For several years now, Texas has struggled with finding sufficient licensed placements for children in foster care. The ongoing crisis has led to a decade-long federal lawsuit that found the Texas Department of Family and Protective Services (DFPS) failed to protect children in foster care from “an unreasonable risk of harm.” Overseeing the case is U.S. District Judge Janis Jack who appointed two court monitors in 2016 to oversee foster care providers and report on safety concerns raised in the case. Most recently, the Health and Human Services Commission (HHSC), DFPS, and the plaintiffs agreed to meet and discuss new recommendations.
How Did We Get Here?
Following the court’s ruling in September, the State and plaintiffs agreed to seek nonbinding recommendations from three neutral experts to help alleviate the crisis of children without placement in Texas. Those recommendations were due to the court on Dec. 15, 2021, but were not made public until a court hearing on Jan. 11, 2022. The expert panel recommended 23 different strategies to help alleviate the challenge of children in unlicensed facilities, some meant to offer short-term relief and some to create long-term systemic changes to prevent this type of crisis from happening again. Many of the recommendations related to taking advantage of federal funding, improving mental health services and better supporting families to care for high-needs children in foster care.

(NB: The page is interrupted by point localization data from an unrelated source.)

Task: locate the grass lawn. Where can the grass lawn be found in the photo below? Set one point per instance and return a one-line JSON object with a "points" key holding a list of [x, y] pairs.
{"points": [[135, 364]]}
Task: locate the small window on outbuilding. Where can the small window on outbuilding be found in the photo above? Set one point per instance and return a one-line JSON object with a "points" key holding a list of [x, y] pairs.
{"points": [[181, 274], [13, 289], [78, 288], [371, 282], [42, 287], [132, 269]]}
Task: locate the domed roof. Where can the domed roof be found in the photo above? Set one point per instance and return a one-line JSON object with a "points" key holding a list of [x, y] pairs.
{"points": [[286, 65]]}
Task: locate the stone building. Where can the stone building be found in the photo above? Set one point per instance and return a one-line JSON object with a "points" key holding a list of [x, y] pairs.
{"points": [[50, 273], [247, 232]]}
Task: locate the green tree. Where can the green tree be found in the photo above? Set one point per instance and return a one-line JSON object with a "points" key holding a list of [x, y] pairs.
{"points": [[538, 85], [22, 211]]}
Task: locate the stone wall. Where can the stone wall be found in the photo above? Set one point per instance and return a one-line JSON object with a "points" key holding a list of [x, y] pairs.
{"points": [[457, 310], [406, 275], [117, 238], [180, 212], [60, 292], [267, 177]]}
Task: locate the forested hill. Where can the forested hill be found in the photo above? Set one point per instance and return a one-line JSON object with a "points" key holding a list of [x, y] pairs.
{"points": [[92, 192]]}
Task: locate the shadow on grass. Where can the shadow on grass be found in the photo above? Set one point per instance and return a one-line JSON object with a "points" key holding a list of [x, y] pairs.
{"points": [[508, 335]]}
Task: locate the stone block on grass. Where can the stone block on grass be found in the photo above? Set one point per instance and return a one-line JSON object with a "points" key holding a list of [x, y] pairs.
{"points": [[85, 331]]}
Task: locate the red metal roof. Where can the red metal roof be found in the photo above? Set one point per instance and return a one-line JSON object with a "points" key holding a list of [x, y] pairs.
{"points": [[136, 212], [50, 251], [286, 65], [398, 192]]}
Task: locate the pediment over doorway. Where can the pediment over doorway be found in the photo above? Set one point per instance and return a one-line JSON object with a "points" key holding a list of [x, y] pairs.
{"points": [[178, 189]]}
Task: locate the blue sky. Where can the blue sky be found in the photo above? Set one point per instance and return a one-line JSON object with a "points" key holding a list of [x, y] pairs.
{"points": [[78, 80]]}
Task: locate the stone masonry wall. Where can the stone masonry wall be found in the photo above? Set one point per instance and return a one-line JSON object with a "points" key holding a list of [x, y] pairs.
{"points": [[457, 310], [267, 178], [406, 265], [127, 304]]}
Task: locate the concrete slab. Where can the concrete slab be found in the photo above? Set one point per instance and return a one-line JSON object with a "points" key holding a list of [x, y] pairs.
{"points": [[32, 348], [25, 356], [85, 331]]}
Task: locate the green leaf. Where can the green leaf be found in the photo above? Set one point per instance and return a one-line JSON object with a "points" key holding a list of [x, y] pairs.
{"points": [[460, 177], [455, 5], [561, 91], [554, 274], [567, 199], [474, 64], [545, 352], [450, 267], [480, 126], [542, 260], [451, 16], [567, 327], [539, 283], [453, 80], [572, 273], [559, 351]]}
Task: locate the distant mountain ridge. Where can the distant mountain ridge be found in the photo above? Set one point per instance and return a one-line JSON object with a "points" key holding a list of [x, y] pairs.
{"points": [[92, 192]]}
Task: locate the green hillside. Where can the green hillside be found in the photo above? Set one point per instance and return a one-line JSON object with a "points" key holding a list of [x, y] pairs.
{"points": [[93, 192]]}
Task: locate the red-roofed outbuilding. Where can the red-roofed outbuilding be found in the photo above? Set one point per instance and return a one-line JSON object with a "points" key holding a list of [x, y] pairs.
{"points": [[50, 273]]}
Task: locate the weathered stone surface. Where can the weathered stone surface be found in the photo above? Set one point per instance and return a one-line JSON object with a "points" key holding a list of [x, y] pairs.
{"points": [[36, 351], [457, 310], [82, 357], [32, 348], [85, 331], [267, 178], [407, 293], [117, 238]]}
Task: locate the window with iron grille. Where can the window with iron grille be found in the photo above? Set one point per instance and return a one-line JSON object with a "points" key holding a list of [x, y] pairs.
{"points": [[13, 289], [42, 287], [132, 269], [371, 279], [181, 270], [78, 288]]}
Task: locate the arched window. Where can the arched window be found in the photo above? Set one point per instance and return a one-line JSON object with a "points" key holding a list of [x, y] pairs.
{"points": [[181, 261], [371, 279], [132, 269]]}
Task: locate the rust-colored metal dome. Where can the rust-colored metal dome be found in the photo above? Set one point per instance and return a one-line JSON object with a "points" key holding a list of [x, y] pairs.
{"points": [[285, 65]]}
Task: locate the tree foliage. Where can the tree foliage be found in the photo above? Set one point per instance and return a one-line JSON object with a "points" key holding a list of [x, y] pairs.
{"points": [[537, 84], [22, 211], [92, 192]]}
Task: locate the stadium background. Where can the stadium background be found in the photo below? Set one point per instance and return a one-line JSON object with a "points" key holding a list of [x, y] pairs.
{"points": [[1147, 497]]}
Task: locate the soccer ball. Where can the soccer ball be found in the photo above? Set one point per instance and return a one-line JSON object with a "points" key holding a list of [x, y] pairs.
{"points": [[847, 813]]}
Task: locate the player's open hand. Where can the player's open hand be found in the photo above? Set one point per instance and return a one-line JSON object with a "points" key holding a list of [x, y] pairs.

The hearing on Jan. 11 focused on both the recommendations from the expert panelists and another report from the federal court monitors. When it came to discussing the monitors’ report, Judge Jack focused on aspects of the report that highlighted some tragic situations happening in out-of-state placements. At the end of the hearing, she ordered HHSC and DFPS to develop a plan to address each of the panel’s recommendations within 90 days.
A few days after the hearing, DFPS issued a Foster Care Litigation Status Report, which provided updates on their compliance with each of the Court’s remedial orders. The 55-page report goes into detail about the Department’s progress and provides an overview of all of the policy and practice improvements they have made since the Court’s initial ruling in 2015.
What’s the Latest Development in the Lawsuit?
On Feb. 11, 2022, DFPS and HHSC filed a joint response to each of the 23 expert panel recommendations. The agencies agreed to move forward with implementing the majority of the panel’s recommendations, including creating an interagency team to oversee plans to address the children without placement crisis. The agencies also identified which recommendations they cannot immediately address, but hope to when they receive the appropriate legislative authority or funding.
Texas CASA commends HHSC and DFPS in their efforts to comply with the court’s remedial orders and their willingness to implement the expert panel’s recommendations. Texas CASA will continue to monitor the federal lawsuit support providers, HHSC and DFPS in their efforts to improve the child welfare system in Texas.